Here's my full conversation with Graham:

Question: How do you guide people (in both academia and industry) to think about the evaluation of LLMs or AI models in general?

Answer: Yeah. So this is a really good question. I think there's certainly a place for academic datasets, and especially when people are trying to choose the base models that they want to be using, looking or starting out with, the scores and academic datasets is probably not a bad idea. But of course, everybody has their own, you know, specific tasks that they're interested in. And the thing that I definitely recommend that everybody do is, like, look at your data, look at the outputs and, you know, try to identify errors in there. And, you know, even if you start out by looking at the scores, running the actual outputs that you need through the model, looking at the data, iterating on that quickly, finding error cases is really important here.

Question: do you see that academic datasets sort of evolve towards more challenging and maybe more industry representative use cases? Or is there a disconnect?
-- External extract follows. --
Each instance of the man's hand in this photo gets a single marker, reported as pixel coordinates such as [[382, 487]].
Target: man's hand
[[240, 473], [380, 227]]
Answer: Yeah, I'm really hoping that's happening. And I kind of you know, I'm excited by the efforts in academia to keep up with this because, you know, if all the datasets we're working on ourselves, research is no fun anyway. So I think, yeah, we're moving in that direction with things like, you know, agents answering more complex questions, like very multilingual datasets, other things like that.

Question: Agents are a big theme. There are reinforcement learning agents and there is this new rising type of LLM-backed agents. How do you think about agents and where do you see them going?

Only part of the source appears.